One thing led to another. Suddenly this teenager who had been enamored with patriotism as a kid after the Gulf War watching tanks in parades roll down Main Street, survived firefights and seen his share of death was medically discharged in 2005 because of problems with PTSD.

“When I came back from Iraq, something wasn’t right. Something wasn’t clicking. I went and asked for help,” he recalled. “They asked me what was going on and I told them I’m drinking heavily, I’m not sleeping. I’m depressed. The word depressed came out of my mouth.

“My life changed 180 degrees in 24 hours. I had letters from division psychologists saying I wasn’t allowed to go near the armory. I could not handle my weapon. I could not leave my barracks. … I was a prisoner in my own world. These guys that I would lay down the world for are stripping me of everything I earned.

“I was lost in the sauce,” he said.

He was “kicked out” of the Marine Corps “for a thing called personality disorder, which is bipolar. There ended up being 46,000 other Marines from 2004 to 2006 who were kicked out for personality disorder.”

So he checked in with the Department of Veterans Affairs.

“They rushed me off to a psychologist. I’ve never had more pills given to me. Kind of, ‘Here take this, this, this, this, this.’ I didn’t feel as if I was getting help. I was just getting medicated and making me into a zombie. That was kind of my downfall. My beginning of my downfall,” the 6-foot-1-inch veteran said.

He said the pills made him “zombieish” and made him retain water. “That’s not my kind of way. I’m not a left-foot-in-front-of-the-right-foot kind of guy. I like to hop and skip and run if I need to.”

Then the heavy-weight Kruchten — he weighed 262 pounds in 2006 — ballooned up. “I was eating fast food. And I was doing a bunch of unhealthy behaviors,” he said.

In retrospect, though, “I don’t want to put this all on the VA because it’s not the VA’s fault. They were doing their job, and I applaud the VA for all the amazing things they been doing and have done for the veterans. Because without the VA, most of us would be flat on our face homeless, unfortunately. So the VA has done nothing but the right things.

“It’s what the veteran does. What I was doing was abusing my health,” he said.

That abuse bottomed out in June 2009.

“I was gaining this weight. I was like, ‘It’s OK. I can go eat this 5,000-calorie, huge greasy box of cheese nuggets at 3 in the morning, after drinking heavily at the bar all night and pass out.”

On June 14, 2009, he tried to take his life, thinking, “I’m nothing but wasted space and I’m making people depressed. Screw it. It’s time to run the wheels off this bad boy.
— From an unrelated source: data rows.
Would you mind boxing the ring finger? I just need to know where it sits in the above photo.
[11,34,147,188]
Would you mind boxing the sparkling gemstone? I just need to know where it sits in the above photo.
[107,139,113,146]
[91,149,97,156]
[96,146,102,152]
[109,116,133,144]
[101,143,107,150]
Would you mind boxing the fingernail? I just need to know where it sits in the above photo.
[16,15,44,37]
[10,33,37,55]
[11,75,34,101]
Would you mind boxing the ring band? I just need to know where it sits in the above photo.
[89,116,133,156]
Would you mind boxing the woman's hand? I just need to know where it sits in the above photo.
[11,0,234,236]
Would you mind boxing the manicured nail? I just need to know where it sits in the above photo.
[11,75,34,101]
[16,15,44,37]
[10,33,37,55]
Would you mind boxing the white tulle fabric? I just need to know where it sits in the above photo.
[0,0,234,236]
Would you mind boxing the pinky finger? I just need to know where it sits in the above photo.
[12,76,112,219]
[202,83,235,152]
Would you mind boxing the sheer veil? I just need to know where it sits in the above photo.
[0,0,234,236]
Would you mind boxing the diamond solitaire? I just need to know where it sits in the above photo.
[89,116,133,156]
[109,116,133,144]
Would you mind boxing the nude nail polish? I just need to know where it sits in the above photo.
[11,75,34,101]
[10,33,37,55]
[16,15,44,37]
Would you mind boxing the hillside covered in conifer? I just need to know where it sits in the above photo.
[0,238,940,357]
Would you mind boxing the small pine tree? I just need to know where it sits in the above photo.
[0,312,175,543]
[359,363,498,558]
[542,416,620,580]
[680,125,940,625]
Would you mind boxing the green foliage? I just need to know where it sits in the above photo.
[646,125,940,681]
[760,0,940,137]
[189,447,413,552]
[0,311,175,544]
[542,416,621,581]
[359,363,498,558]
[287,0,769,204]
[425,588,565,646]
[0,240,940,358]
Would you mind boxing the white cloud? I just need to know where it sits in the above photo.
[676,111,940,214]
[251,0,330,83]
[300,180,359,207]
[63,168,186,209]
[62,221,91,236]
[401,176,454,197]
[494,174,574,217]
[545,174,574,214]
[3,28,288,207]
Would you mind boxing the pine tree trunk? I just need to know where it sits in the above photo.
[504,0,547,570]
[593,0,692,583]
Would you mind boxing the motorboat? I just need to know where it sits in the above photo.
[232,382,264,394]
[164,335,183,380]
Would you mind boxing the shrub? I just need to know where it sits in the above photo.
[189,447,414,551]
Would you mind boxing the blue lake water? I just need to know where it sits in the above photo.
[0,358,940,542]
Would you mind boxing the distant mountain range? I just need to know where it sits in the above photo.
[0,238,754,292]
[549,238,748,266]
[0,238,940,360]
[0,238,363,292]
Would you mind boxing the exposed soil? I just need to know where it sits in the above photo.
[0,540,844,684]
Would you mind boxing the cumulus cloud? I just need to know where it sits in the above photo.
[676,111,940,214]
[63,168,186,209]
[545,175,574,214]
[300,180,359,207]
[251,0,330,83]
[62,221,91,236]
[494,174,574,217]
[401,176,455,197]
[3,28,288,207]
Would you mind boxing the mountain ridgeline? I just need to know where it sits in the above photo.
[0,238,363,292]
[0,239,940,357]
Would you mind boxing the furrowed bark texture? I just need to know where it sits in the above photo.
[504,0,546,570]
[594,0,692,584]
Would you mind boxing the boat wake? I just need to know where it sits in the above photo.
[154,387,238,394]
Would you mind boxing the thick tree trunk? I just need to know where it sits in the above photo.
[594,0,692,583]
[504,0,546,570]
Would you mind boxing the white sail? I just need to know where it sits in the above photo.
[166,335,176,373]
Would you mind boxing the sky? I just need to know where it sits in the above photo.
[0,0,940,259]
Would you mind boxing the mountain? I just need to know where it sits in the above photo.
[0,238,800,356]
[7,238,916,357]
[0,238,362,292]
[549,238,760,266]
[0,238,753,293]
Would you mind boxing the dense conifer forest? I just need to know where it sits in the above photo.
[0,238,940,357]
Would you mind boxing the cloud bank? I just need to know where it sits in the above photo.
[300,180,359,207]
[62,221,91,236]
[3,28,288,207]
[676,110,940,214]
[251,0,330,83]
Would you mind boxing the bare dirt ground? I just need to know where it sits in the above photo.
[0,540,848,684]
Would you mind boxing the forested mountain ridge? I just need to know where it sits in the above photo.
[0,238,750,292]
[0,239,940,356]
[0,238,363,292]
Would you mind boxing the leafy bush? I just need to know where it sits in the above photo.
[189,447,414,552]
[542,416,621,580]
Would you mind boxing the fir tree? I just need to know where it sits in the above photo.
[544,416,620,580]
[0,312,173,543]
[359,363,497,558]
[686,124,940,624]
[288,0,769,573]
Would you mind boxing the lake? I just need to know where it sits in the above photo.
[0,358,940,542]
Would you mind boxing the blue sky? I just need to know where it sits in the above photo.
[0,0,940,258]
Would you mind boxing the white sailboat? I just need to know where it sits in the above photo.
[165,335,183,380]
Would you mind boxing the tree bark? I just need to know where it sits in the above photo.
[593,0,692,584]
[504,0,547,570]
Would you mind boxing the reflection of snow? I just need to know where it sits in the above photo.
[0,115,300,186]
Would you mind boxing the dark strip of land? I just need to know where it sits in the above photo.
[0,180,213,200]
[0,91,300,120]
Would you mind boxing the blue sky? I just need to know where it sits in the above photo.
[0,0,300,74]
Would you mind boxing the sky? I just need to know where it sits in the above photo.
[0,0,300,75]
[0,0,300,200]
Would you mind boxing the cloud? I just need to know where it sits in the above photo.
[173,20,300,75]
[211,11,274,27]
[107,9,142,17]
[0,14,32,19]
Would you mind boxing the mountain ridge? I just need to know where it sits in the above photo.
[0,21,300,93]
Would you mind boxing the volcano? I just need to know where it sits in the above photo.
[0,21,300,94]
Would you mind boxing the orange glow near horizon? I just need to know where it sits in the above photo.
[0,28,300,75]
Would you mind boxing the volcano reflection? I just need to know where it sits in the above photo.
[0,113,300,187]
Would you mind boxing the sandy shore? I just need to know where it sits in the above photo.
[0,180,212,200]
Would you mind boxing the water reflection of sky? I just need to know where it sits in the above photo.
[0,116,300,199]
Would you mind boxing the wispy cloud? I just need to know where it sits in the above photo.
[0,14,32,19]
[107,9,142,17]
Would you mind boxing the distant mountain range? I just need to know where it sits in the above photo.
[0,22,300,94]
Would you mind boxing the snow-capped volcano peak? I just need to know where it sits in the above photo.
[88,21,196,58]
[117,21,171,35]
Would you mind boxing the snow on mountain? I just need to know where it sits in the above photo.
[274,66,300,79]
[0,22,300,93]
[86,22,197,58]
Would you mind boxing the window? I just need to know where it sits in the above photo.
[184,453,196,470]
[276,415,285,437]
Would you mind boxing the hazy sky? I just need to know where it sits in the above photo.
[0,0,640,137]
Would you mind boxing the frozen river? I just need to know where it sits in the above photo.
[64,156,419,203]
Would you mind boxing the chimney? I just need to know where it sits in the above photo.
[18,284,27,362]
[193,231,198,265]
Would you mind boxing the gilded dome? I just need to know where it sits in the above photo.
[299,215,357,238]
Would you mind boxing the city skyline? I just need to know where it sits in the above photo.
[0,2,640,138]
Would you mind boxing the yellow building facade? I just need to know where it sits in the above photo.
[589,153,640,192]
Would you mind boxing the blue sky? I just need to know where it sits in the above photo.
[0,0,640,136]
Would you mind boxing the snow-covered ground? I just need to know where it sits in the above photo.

I had no faith left in humanity and no faith left in myself.”

So after snorting and ingesting cocaine, drinking a bottle of Jack Daniels and swallowing lots of pills — “I didn’t know what the pills were” — he passed out only to awake a few days later in his own vomit and waste to the knock of a police officer pounding on his door.

“That was quite a wake-up call,” he said.

He credits his corner man, Nobie Lara, a veteran with the Wounded Warrior Project, who got him back into shape, got him focused on training, eating organic food and pursuing mixed martial arts.

“He saved my life,” said Kruchten, who runs five to seven miles every morning before he goes to work as a construction safety director and quality control manager in the San Diego area.

Still, he said, “every day in my life is like a roller coaster. I always hope to be at the tallest part, but sometimes I’m on that old rickety roller coaster. That’s the wooden one that’s real sketchy, and I’m flying towards the bottom. Sometimes I’m at the highest of the high, and sometimes I’m at the lowest of the low.”

His best advice “to anybody who has suicidal thoughts is make sure you reach your hand out. There is somebody that will listen. Nobody is against you. And people aren’t going to judge you.

“Just reach out. I didn’t reach out until it was almost too late, and by the grace of God I’m still here and I’m able to empower others.”